As I wrote last week, I’m bringing back the BikeDC Speaks series to highlight some of the questions and issues it raised. This time, I’m also asking you to share your ideas and suggestions.
Last week’s post asked about the best advice anyone ever gave you about cycling. This week’s question is:
What could the District do to make it an even better city for cyclists?
Compared to many other places in the United States, I think D.C. has decent cycling infrastructure. However, it’s far from perfect. Below are the thoughts of eight BikeDC commuters and utility cyclists.
What would you add? How can the District become an even better place for cyclists?
Or, if you do not live in the D.C.-area, what are the issues your community is facing and how could they be addressed?
Traffic enforcement. I get that crime is a problem, but if the city spent more time taming the 3,000-pound beasts, it would do a lot to make the place safer for everyone (and bring in lots of revenue).
Maybe then neighborhoods would become the walkable and bikeable spaces we’d all like, rather than vehicle thoroughfares.

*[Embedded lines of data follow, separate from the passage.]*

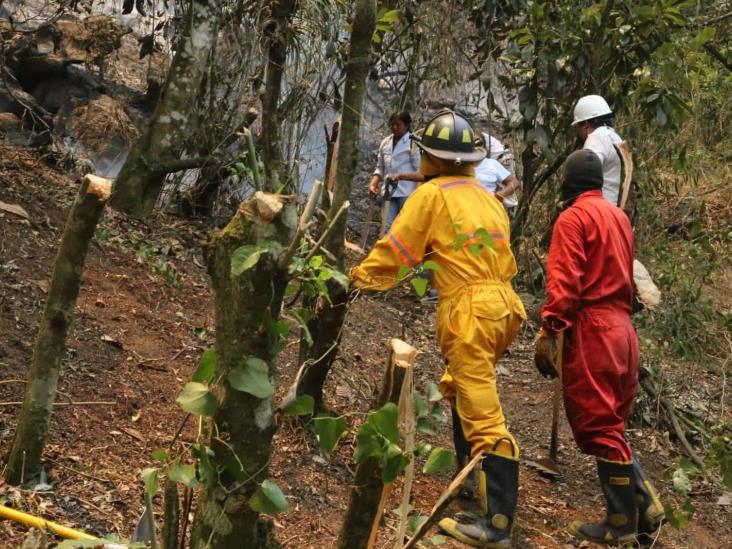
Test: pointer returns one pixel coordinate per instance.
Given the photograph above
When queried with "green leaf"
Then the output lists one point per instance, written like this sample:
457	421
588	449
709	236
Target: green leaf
431	266
197	399
403	272
393	463
329	431
183	473
161	454
439	460
433	393
422	448
420	285
681	482
370	443
245	257
386	421
301	406
420	405
150	478
207	472
706	35
425	426
269	499
391	16
437	412
206	367
252	377
415	521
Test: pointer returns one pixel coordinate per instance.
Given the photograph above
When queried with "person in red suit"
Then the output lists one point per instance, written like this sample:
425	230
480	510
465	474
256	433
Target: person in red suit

I know there’s political controversy about this, but I’d love to see infrastructure throughout the entire city. If there was a way to effectively educate motor vehicle drivers how to share the road with bicyclists, that would be great. And I think all bicyclists should take a class in street cycling.
More driver education about awareness of bicycles, bicycle rights, how to interact with bikes. That applies to all jurisdictions in the metro area. I guess it really applies all over the country. That kind of education should begin in the drivers’ training classes.
Widen some of the bike paths. Rock Creek Park bike path is much too narrow in so many places. Practically, it’s only useful for a leisurely weekend bike ride.
Continue to install bike lanes, especially a cross-town route. I usually take Pennsylvania Avenue to get across town and that works well, but bike lanes on M Street would be a big improvement.
Downtown is a nightmare, as are most of the major arteries in the city. If we could find a way to get bike lanes on roads like K Street and New York Avenue, we might find there are even more people willing to bike.
I wish the commuter trains (VRE and MARC) took bikes, and I wish those trains ran on weekends. That would really extend my abilities to bicycle out in the boonies without having to use a car to get there. I miss the bike trains that New York Cycle Club used to run using Metro North.
Amtrak should have roll-on access for bikes, especially on their one train that runs out to Pittsburgh, for people who want to ride the Great Allegheny Passage (GAP) and C&O Canal Towpath.
And there’s that parking situation. Some cities in Switzerland actually have rows and rows of covered bicycle parking in major shopping districts. (It’s just thick plastic sheeting suspended over a metal frame, but still …)
Many of the things that DDOT is already working on will continue to improve the landscape: more dedicated lanes and separated lanes with better signage. My longtime personal gripe to DDOT is about the lack of a “No Outlet” sign on Water Street heading towards the Capital Crescent Trail in Georgetown!
Where it makes sense and where there’s room, multi-use trails should have separate paths for walkers and cyclists. Northern Europe has got this figured out – and even Chicago’s Lake Shore trail has some divided stretches that work pretty well. It would be nice for some of our region’s trails as well.
Stop trying to force cyclists to be cars. Seriously, stop it. This “cyclists share the same rights and responsibilities as motor vehicles” is ridiculous.
My bicycle is not a car. Cars are not bicycles. To lump them together and hold them to the same standard is unfair and ineffective.
Cyclists need their own sets of public safety laws and expectations-and not just as an after-thought to the D.C. Municipal Regulations for motor vehicles. Revamp the existing codes and give cyclists their own road rules.
As always, thanks to the BikeDC peeps who brought this series to life and to all of you for reading.